Land and property was "fundamental" to a progressive tax system. Social mobility meant both the poor "going up" and people from privileged backgrounds "coming down". The audience liked that.
Chris Huhne, the Energy Secretary, loves winding up his coalition partners. Yesterday he had in his sights red-tape "zealots" who want to tear up all regulation, good or bad. A lack of regulation meant our roads get dug up 500 times a year by every utility firm in the land. He said the Government's Red Tape Challenge had "mistakenly" given the impression that key laws such as the Climate Change Act were to be scrapped. He said the Lib Dems had to find a place between Labour's "obsession with micro-management and target-setting" and the "fixation with deregulation and scrapping rules" of "right-wing ideologues".
Star turn was Evan Harris, a former doctor and Lib Dem MP who lost his seat last year and has been a menace for the party leadership ever since. He was here to claim "victory" in the battle to rewrite the NHS reforms. He dismissed last week's NHS Future Forum report as "cliché-ridden, trite nonsense" and held out the prospect of further revolts. Gulp.

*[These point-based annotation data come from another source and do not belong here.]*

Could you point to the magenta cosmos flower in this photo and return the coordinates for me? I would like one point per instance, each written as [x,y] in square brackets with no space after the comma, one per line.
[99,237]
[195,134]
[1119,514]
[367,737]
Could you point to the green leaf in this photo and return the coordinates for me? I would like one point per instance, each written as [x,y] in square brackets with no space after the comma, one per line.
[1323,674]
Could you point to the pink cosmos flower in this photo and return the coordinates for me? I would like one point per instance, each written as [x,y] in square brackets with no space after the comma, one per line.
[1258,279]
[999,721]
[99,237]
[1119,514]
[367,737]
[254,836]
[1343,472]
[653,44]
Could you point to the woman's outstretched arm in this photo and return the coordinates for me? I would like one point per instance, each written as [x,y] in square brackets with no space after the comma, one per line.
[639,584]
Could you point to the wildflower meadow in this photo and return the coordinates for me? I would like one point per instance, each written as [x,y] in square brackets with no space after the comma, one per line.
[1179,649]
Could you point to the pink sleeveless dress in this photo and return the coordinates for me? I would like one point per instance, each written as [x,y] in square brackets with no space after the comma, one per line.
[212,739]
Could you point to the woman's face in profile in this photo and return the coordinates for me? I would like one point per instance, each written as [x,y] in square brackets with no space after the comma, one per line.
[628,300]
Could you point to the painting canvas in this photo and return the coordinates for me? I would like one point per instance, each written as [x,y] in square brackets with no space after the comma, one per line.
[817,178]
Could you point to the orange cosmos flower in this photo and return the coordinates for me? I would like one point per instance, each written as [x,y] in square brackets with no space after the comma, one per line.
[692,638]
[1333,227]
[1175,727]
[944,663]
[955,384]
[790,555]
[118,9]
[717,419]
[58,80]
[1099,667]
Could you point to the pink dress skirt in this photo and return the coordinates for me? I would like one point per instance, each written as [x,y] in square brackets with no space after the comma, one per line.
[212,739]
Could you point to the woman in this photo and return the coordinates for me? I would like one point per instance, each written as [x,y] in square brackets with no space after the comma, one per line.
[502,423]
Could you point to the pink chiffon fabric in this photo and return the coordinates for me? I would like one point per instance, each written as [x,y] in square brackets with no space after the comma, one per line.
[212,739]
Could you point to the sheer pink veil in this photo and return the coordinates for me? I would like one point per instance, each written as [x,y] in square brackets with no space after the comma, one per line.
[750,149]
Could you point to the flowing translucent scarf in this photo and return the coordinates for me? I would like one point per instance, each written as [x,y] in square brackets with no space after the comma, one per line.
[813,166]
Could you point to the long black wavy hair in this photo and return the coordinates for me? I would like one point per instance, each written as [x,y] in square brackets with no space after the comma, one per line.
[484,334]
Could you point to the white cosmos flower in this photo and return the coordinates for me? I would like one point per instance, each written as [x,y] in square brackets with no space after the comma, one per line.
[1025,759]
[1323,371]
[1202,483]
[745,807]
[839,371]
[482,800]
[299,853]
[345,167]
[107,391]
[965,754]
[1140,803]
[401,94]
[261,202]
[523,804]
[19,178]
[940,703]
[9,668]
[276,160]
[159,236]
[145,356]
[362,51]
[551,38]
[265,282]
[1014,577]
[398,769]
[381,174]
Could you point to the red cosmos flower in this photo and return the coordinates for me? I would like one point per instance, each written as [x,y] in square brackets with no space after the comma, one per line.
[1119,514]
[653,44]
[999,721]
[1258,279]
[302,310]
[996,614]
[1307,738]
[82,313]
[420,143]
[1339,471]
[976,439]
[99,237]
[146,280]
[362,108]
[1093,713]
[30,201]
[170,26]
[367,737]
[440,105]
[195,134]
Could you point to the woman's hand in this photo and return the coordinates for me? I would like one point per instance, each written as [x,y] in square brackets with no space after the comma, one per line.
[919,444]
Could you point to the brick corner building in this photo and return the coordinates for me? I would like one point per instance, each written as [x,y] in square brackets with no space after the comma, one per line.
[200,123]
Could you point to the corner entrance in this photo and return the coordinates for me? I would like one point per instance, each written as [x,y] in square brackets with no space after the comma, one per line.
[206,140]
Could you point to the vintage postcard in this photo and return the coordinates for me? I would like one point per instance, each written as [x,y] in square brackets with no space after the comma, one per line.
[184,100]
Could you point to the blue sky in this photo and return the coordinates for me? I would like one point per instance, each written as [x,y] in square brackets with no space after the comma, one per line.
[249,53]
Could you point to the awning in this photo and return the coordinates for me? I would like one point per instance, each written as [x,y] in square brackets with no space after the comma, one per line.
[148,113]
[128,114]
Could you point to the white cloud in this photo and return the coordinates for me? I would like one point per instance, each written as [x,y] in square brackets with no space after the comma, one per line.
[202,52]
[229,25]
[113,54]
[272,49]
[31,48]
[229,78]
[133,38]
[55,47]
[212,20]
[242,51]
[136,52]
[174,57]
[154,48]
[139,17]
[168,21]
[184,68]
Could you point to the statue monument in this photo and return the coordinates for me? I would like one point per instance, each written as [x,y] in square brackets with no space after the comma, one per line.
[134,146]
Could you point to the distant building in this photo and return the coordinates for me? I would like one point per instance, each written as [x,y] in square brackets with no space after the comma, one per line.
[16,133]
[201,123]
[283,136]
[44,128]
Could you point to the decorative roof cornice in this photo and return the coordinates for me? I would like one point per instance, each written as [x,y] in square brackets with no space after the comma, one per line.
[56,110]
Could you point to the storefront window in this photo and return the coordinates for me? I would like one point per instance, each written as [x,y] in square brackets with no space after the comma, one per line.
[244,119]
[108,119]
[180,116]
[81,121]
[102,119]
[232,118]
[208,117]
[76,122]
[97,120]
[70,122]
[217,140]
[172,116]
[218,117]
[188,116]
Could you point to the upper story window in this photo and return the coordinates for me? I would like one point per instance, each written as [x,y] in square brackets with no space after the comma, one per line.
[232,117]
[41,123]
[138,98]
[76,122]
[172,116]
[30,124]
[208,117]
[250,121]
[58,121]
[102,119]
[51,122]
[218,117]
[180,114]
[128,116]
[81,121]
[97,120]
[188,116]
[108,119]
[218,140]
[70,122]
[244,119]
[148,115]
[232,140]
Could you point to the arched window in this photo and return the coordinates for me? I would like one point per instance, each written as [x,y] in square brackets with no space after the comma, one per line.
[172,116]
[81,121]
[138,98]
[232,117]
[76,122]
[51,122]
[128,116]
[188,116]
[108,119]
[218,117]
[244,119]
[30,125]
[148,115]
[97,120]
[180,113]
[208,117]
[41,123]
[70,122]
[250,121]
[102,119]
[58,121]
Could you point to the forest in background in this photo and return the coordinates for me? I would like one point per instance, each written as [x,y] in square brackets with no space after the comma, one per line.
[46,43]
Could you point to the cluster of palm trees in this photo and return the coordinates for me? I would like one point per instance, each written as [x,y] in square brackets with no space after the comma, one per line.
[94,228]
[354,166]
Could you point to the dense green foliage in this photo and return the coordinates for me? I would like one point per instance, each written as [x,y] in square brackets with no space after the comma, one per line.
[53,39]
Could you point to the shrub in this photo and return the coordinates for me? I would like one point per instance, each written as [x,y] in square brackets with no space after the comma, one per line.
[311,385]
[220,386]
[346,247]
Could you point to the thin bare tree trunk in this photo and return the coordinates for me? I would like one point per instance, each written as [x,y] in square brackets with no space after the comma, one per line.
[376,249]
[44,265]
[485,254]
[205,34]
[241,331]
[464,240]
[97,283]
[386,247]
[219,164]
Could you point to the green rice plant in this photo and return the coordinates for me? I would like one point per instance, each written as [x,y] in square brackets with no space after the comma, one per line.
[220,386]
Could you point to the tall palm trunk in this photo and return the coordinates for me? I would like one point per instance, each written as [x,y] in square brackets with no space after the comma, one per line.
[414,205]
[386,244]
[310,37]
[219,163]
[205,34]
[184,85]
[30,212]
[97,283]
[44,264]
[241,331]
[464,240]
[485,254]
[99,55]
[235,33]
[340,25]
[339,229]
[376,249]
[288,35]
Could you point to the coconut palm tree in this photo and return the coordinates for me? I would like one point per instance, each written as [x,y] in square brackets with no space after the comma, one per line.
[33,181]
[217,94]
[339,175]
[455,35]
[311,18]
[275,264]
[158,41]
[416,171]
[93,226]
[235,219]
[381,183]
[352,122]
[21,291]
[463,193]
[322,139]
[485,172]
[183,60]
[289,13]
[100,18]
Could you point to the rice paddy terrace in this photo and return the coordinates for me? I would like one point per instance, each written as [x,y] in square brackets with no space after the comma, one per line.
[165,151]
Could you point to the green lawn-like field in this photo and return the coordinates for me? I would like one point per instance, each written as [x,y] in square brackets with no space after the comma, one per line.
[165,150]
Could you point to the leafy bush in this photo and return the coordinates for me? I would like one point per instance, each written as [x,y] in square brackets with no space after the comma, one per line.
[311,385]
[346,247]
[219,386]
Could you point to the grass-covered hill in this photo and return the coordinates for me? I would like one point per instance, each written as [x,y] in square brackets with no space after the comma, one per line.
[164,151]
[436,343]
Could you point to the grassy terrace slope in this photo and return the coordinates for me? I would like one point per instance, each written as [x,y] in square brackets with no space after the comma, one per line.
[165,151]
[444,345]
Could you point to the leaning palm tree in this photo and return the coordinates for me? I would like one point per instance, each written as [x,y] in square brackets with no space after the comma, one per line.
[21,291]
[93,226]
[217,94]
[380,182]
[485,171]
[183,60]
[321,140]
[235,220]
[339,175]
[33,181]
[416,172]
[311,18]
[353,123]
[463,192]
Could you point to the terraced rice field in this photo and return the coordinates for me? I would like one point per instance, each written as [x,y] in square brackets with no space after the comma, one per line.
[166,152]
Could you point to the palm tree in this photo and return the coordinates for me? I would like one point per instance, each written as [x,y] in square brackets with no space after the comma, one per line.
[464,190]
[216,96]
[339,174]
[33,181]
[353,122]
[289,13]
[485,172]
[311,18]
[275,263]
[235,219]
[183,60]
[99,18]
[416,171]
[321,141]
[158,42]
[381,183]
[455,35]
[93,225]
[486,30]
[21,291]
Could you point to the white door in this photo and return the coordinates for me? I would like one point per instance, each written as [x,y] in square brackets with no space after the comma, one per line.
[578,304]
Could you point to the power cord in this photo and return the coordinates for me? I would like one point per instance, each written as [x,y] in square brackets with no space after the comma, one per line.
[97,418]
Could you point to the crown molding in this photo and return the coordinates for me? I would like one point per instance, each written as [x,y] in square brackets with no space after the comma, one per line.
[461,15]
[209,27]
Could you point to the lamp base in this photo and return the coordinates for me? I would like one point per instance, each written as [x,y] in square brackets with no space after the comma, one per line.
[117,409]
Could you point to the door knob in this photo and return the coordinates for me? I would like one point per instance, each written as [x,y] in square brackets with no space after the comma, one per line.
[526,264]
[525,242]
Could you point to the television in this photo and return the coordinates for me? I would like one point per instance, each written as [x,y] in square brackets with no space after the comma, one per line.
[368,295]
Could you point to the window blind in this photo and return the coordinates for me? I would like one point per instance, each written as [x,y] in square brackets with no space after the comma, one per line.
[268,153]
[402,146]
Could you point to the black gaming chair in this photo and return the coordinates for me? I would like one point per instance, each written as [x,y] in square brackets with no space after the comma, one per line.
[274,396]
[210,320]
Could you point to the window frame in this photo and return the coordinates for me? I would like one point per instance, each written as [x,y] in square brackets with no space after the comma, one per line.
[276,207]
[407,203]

It is easy to dismiss them all as irrelevant eccentrics. But who else would read the Health and Social Care Bill and spot the contradictions and dangerous consequences? The SLF are determined to make their voice heard (an endeavour hampered yesterday by flat batteries in the stage microphones). A man called Nigel Quenton claimed the Lib Dems were not getting their message on the environment across. Neville Farmer, from Wyre Forest, felt "hoodwinked" about health reform. A woman said public-private partnerships were "modern piracy". And the big policy issue of the day: "Could you turn the air conditioning down? It's like a fridge in here."